You’re all alone, just you and them. You never expected them to listen, even for a moment. You start as you always do. You focus on relaxing yourself. Or you’re trying to look relaxed. Or acting as if you already are. But now you don’t have time to be confused. You’re already speaking. And listening to your tone, your rhythm, your timbre and your breath. For it’s as if to your great relief, at the very last moment, someone far more confident than you’ll ever be has stood in for you. And saved you. And for that you silently give great thanks.
But in all of that you kept on speaking. And you never think that ten seconds in, they’re looking you in the eye. And that after eleven seconds, you can look straight back at them. And that after thirty seconds in, they’ve stopped fidgeting, all of them. You watch extra carefully and realise you’ve never seen so many people sit so still for so long, ever. You start to become aware that perhaps these people may have started to listen to you. You’d never think that there could be such a thing as an inviting silence. And you’re in it,far too involved now to realise how rare and precious is the privilege they have extended to you. And you meditate upon that and think perhaps you really do have something far more to say than your trite rehearsals. And you keep on speaking amazed and astonished.
But you were waiting for the whisper, the voice too loud, just enough that will silence you and your words forever. But it never speaks. It is struck silent by the silence. It never speaks because there’s nothing for it to say. Yet you say it just the way you’ve said it before. And in the reality, it’s better than you’ve ever heard. You never think the pause for breath, which seemed in practice so short and now is an everlasting chasm of time, is perfect comic timing. You make the joke that you’ve heard far too many times before. You know they’ve heard it for the first time. As now do you.
You find yourself unexpectedly relaxing and experiencing that joy of the endless moment. And you’re left wondering why you ever were afraid in the first place!
Apart from school debating and one lecture presentation, nothing prepared me for my debut as an instant facilitator.
I was an attendee for a computer user conference at the World Congress Centre Melbourne at Crowne Plaza. As part of the Queensland branch of the group, I had been asked to introduce each speaker and then ask for questions once they had finished. This was easy. Usually there were no questions and I wrapped it up quickly. Or with too many questions, I left everyone to continue the conversation out the door after the presentation finished.
Which meant I was completely unprepared for the last session of the conference.
Fifteen minutes beforehand, I was taken aside and asked to lead. I almost went into apocalyptic shock. This was a plenary session. Me in the middle, five geek gurus on my left and several hundred system managers, developers, engineers and sales people in front of me. I was outgunned and more than a little overwhelmed.

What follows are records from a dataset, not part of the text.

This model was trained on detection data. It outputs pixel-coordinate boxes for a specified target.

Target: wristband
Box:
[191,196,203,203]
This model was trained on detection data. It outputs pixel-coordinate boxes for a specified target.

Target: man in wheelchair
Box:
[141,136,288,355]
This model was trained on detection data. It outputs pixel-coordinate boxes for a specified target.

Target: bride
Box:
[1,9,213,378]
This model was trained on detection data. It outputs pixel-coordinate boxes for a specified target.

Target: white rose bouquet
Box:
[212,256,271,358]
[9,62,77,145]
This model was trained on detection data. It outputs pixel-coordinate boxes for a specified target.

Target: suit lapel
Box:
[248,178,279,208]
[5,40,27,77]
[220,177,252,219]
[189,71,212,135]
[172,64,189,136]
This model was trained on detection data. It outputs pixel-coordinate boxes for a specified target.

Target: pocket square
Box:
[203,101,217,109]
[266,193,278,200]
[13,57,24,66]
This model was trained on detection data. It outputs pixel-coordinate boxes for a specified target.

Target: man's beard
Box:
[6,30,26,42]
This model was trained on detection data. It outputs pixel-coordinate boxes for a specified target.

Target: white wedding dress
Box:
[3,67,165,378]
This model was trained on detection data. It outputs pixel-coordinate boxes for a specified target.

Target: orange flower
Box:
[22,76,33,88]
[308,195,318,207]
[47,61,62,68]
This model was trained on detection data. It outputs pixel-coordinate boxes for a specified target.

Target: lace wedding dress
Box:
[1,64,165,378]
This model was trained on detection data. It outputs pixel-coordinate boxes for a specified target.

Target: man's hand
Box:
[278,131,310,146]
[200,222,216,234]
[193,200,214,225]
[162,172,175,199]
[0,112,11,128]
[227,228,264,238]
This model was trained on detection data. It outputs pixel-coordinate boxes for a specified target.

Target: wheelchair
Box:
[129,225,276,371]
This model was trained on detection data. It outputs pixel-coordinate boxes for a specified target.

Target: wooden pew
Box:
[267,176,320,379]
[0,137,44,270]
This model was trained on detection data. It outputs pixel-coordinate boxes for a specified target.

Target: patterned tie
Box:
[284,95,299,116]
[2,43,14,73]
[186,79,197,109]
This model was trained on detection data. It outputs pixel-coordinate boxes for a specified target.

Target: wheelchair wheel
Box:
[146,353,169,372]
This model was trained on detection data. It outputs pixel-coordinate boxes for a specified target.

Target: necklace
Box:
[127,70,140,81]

And my preparation didn’t help either. I quickly scanned the names of the experts. I saw that one of them had worked on an previous incarnation of the currently popular operating system. That old clunker had a command called show stardate. I thought I could use that as my icebreaker.
I turned around and the fifteen minutes have disappeared in seconds. I walked to the podium. I waited for the geek gurus to sit. Then I wait for the audience to file in. I made sure to keep my hands behind the podium. If exposed they would be glistening from sweat.
I introduced myself. Then the experts. I make my joke about the show star date command. And I die. I received a dirty look for my failed joke.
I had no choice. I had to go on. Then it didn’t matter. I opened up the session for questions. And then I stepped into a different space and time. I’m suddenly aware of who was asking questions and what they really meant. Every so often, I would take a question and then ask for more information. Or paraphrase the question back to them for clarity. Both I found helped the experts with their answers. I’m not sure but I may have asked questions of them myself : I now know I tend to do that if no one else is asking.
It worked brilliantly. I was relaxed. I even apologised to the man at the back dressed in black sitting in front of a dark wall who I couldn’t see too well.
It went so easily. Except I’d never facilitated before and had only spoken in public on one other occasion. So what happened?